A still from Midnight Family by Luke Lorentzen, an official selection of the U.S. Documentary Competition at the 2019 Sundance Film Festival. Courtesy of Sundance Institute | photo by Luke Lorentzen
Juan, the young, entrepreneurial sixteen year-old who seems intent on making this family business a legit one, tells the camera over and over again that he doesn’t understand why people (including the police in several instances) wouldn’t just agree to be helped and pay them in turn. Government ambulances aren’t showing up and they’re just trying to make a living. Why would people be concerned with their legality or their expenses at times when their lives are literally on the line? He doesn’t get it. It’s obvious that Lorentzen does. Moreover, the Connecticut-born director nudges us to consider both the system that’s allowed these kinds of services to pop up in such a populous city, as well as the one that’s left Juan and his family with few other opportunities to thrive.
Juan may want his little brother to go to school (the latter refuses since he doesn’t have a pencil let alone a backpack) but he more often than not indulges him, bringing him on late-night runs where he tucks himself in the back of the ambulance. It’s arguably a choice that does as much to show how close the family is, as show just how ill-equipped the operation is when a 9 year-old is a stowaway in the backseat.

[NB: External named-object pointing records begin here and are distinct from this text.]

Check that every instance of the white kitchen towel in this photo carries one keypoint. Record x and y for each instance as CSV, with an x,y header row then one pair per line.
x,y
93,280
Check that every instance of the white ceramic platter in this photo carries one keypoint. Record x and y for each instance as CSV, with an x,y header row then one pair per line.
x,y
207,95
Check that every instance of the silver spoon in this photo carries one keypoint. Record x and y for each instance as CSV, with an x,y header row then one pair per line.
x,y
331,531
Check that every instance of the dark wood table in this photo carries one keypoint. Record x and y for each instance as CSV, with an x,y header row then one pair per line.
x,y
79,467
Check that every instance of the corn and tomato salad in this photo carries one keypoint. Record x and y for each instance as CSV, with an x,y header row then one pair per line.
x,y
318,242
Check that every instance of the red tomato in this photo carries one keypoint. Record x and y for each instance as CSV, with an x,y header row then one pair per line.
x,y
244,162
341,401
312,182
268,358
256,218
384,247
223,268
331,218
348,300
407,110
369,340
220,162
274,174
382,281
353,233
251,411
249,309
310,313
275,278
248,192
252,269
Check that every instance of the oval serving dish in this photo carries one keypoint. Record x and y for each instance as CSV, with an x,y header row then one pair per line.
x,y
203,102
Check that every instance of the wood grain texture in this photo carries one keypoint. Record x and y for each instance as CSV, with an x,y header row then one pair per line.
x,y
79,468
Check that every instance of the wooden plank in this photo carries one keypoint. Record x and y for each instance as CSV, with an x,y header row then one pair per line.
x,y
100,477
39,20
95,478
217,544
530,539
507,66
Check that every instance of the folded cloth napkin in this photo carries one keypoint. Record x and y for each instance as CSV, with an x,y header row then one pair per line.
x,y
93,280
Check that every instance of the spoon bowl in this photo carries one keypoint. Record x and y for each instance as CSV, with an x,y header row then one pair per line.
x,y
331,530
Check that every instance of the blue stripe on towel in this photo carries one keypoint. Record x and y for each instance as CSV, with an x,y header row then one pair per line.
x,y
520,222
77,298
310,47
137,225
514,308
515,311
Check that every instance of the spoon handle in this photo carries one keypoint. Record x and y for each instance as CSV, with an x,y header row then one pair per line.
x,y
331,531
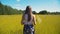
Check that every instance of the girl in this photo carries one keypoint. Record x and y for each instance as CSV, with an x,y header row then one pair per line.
x,y
28,20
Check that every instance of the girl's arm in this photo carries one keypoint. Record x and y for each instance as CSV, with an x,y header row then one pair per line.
x,y
34,20
22,19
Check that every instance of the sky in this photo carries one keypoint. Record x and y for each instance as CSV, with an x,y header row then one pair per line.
x,y
36,5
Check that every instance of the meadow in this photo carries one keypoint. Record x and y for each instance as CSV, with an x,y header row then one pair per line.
x,y
45,24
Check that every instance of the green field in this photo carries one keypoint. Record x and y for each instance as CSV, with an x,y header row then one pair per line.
x,y
48,24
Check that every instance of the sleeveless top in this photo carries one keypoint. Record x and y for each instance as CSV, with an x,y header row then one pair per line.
x,y
26,22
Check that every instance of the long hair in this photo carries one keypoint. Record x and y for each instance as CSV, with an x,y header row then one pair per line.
x,y
29,12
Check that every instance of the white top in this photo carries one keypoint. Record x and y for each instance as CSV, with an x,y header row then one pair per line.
x,y
25,21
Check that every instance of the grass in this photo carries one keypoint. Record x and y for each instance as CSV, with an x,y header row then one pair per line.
x,y
46,24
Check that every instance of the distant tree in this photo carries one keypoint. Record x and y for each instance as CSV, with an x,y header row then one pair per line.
x,y
43,12
34,12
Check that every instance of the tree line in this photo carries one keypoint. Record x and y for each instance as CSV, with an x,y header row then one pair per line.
x,y
8,10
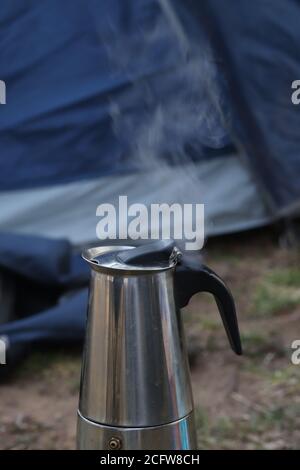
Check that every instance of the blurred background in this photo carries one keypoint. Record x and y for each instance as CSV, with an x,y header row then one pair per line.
x,y
161,101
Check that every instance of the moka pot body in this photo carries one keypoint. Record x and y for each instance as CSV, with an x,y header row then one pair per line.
x,y
135,385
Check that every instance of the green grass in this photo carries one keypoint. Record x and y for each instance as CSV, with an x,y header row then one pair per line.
x,y
277,292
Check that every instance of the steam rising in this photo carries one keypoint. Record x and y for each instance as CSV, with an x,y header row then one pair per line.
x,y
180,108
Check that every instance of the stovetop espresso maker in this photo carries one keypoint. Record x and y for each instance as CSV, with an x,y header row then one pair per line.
x,y
135,384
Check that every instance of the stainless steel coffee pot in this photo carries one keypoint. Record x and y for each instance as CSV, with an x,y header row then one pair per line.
x,y
135,384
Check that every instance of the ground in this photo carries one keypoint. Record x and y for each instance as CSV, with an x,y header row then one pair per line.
x,y
248,402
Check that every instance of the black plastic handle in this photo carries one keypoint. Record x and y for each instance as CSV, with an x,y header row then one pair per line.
x,y
191,278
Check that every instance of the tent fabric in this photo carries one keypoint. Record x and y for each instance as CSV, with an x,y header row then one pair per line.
x,y
258,43
71,81
76,220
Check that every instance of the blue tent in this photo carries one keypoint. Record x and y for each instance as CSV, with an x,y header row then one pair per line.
x,y
154,99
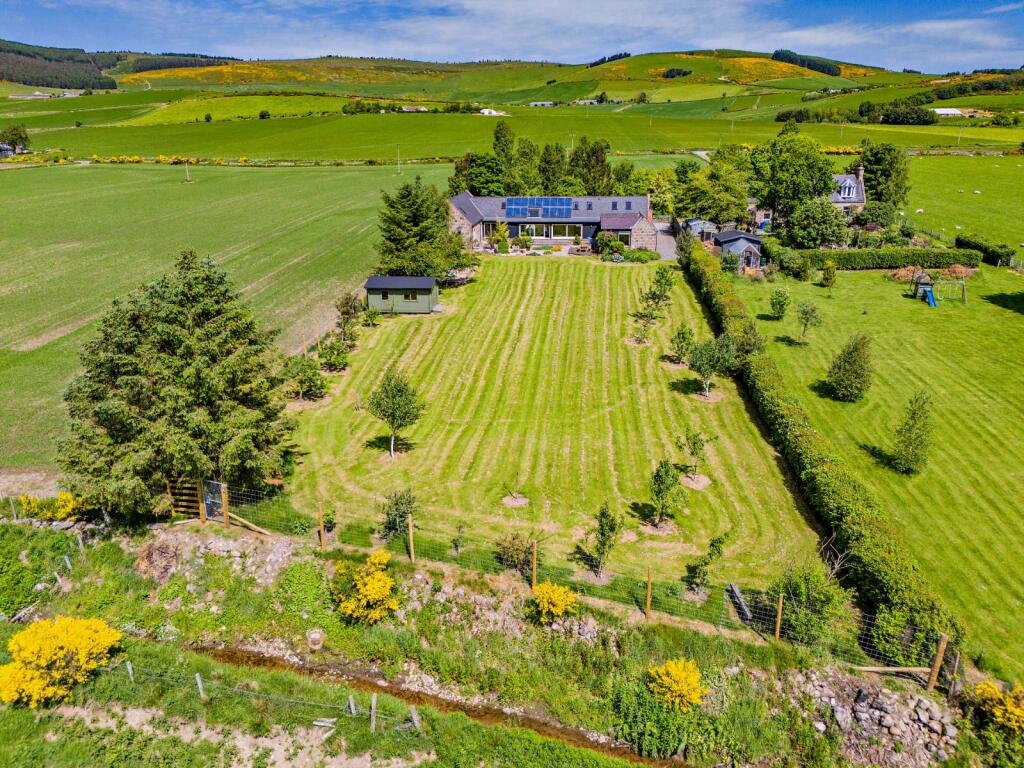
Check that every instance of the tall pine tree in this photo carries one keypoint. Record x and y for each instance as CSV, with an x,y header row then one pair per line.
x,y
180,381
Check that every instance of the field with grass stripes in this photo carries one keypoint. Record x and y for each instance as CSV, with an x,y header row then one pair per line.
x,y
531,387
962,516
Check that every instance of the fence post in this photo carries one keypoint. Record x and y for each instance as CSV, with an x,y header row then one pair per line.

Lorentzen’s filmmaking is unfussy and near-surgical in its precision. At times it’s as thrilling as any action movie, at others as quiet as an intimate family drama. He balances reckless car chase scenes on nighttime streets where dueling ambulances try to be the “first” on the scene with gentler moments at the furniture-less home. That he doesn’t crowd the movie with talking heads or factoids about Mexican health care, speaks to his desire to merely document and observe. He offers up the Ochoas and their behavior and invites us to make our own judgments. Hard to watch, with an unspoken message that’s even harder to swallow, Midnight Family is an unflinching look at a broken system and the unseemly choices people make to merely survive.
Midnight Family screened as part of the Sundance Film Festival.